To chyba pies meneli z działek" Nad Zalewem".
Ja tu nic makabrycznego nie widzę. Agresywny bydlak zamiast spacerować przy nodze zapuścił się do lasu, zapewne w pogoni za jakimś zwierzęciem i wpadł we wnyki. Nie rozumiem dlaczego widok rannego kundla miałby być bardziej poruszający niz widok np. rannego zająca.

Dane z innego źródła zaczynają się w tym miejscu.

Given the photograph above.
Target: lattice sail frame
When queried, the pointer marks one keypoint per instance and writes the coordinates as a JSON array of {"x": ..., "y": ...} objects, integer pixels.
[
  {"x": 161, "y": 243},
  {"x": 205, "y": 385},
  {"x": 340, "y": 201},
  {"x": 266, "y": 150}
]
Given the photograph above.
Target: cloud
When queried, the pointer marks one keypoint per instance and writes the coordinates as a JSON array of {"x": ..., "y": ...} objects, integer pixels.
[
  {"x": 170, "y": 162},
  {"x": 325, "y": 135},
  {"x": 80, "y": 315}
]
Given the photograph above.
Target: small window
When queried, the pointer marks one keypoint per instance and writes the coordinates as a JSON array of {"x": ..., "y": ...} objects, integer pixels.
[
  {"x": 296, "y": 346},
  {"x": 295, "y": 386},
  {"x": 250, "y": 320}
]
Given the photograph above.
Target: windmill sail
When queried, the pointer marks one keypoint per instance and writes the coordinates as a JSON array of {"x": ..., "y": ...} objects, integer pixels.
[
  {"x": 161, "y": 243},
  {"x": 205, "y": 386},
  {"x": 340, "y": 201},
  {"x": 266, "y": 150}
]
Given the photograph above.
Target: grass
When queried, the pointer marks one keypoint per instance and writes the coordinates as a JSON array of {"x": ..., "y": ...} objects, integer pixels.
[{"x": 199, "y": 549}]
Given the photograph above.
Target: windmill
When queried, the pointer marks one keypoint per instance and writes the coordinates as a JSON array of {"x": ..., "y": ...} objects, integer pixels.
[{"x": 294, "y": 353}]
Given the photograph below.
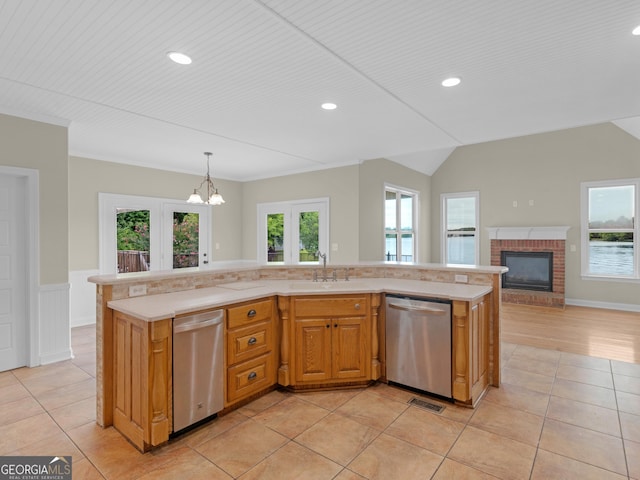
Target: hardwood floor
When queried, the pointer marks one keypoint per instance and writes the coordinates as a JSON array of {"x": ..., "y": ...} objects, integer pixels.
[{"x": 596, "y": 332}]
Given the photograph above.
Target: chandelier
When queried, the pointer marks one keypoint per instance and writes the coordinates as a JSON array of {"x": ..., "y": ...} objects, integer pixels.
[{"x": 213, "y": 197}]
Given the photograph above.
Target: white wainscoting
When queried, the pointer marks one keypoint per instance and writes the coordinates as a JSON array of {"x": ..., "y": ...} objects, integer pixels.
[
  {"x": 55, "y": 333},
  {"x": 82, "y": 298}
]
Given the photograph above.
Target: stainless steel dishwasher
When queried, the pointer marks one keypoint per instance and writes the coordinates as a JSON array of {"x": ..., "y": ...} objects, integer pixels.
[
  {"x": 198, "y": 362},
  {"x": 418, "y": 343}
]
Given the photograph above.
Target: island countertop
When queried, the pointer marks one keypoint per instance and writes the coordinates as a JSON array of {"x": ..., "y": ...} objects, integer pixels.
[{"x": 168, "y": 305}]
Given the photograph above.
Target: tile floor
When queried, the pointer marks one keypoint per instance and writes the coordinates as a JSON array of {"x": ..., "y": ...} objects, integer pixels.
[{"x": 557, "y": 415}]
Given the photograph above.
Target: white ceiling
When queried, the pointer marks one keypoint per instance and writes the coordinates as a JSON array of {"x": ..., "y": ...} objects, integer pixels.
[{"x": 261, "y": 69}]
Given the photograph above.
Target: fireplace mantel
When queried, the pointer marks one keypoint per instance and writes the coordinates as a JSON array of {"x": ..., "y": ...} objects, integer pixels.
[{"x": 528, "y": 233}]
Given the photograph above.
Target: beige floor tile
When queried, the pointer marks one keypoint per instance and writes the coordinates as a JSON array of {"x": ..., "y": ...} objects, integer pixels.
[
  {"x": 112, "y": 454},
  {"x": 293, "y": 462},
  {"x": 628, "y": 402},
  {"x": 19, "y": 409},
  {"x": 262, "y": 403},
  {"x": 187, "y": 464},
  {"x": 585, "y": 415},
  {"x": 551, "y": 466},
  {"x": 13, "y": 392},
  {"x": 585, "y": 375},
  {"x": 20, "y": 434},
  {"x": 625, "y": 368},
  {"x": 211, "y": 429},
  {"x": 515, "y": 424},
  {"x": 291, "y": 416},
  {"x": 425, "y": 429},
  {"x": 627, "y": 384},
  {"x": 519, "y": 398},
  {"x": 533, "y": 366},
  {"x": 327, "y": 399},
  {"x": 451, "y": 469},
  {"x": 630, "y": 425},
  {"x": 584, "y": 361},
  {"x": 388, "y": 457},
  {"x": 242, "y": 447},
  {"x": 83, "y": 469},
  {"x": 372, "y": 410},
  {"x": 75, "y": 414},
  {"x": 338, "y": 438},
  {"x": 603, "y": 397},
  {"x": 494, "y": 454},
  {"x": 68, "y": 394},
  {"x": 632, "y": 450},
  {"x": 536, "y": 354},
  {"x": 584, "y": 445},
  {"x": 530, "y": 381}
]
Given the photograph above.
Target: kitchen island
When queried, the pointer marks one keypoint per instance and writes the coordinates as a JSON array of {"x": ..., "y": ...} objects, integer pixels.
[{"x": 135, "y": 389}]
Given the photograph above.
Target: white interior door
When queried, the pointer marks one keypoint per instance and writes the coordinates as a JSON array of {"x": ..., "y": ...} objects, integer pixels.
[{"x": 13, "y": 289}]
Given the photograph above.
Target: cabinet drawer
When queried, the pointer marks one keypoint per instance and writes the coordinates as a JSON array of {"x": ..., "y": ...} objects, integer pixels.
[
  {"x": 249, "y": 313},
  {"x": 331, "y": 307},
  {"x": 250, "y": 377},
  {"x": 248, "y": 342}
]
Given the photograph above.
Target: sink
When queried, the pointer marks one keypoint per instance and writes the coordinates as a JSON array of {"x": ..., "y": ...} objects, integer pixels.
[{"x": 328, "y": 285}]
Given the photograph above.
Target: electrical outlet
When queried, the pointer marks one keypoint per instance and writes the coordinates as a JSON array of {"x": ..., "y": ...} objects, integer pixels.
[{"x": 137, "y": 290}]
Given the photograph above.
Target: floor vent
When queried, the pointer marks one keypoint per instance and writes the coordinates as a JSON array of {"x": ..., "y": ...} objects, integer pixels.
[{"x": 418, "y": 402}]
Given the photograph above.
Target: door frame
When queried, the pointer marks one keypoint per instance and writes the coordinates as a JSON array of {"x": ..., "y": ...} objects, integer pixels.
[{"x": 32, "y": 260}]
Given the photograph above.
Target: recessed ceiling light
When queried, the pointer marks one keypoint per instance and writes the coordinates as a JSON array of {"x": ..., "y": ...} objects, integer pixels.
[
  {"x": 180, "y": 58},
  {"x": 451, "y": 81}
]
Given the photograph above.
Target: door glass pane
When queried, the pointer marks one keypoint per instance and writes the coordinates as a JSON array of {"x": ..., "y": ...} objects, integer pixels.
[
  {"x": 390, "y": 211},
  {"x": 275, "y": 237},
  {"x": 309, "y": 236},
  {"x": 132, "y": 240},
  {"x": 391, "y": 242},
  {"x": 186, "y": 239}
]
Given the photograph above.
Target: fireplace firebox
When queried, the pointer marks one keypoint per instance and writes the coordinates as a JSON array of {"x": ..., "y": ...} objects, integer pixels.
[{"x": 528, "y": 270}]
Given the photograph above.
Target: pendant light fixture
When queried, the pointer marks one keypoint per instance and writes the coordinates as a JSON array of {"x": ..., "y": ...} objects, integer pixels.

Zastanawiajace, że ta" wrażliwość" motłochu dotyczy głownie kundli. Ciekawe, czy z równym zapałem ratowanoby np. rannego lisa czy raczej zostałby on zatłuczony na miejscu? Dziwne to biorąc pod uwagę, że lisów jest w POlsce nieco ponad 200 tys., a srających kundli 4 miliony.
Kto puścił psa bez kagańca do lasu? Czy już właściciele psów nie mają wcale rozumu?
WŁAŚCICIELA WNYK POWIESIĆ, NIECH POWISI KILKA DNI, ZOBACZY JAK TO SIĘ CIERPI
Dziadostwo!! Czas rozpocząć walkę z kłusownikami na lądzie i na wodzie!!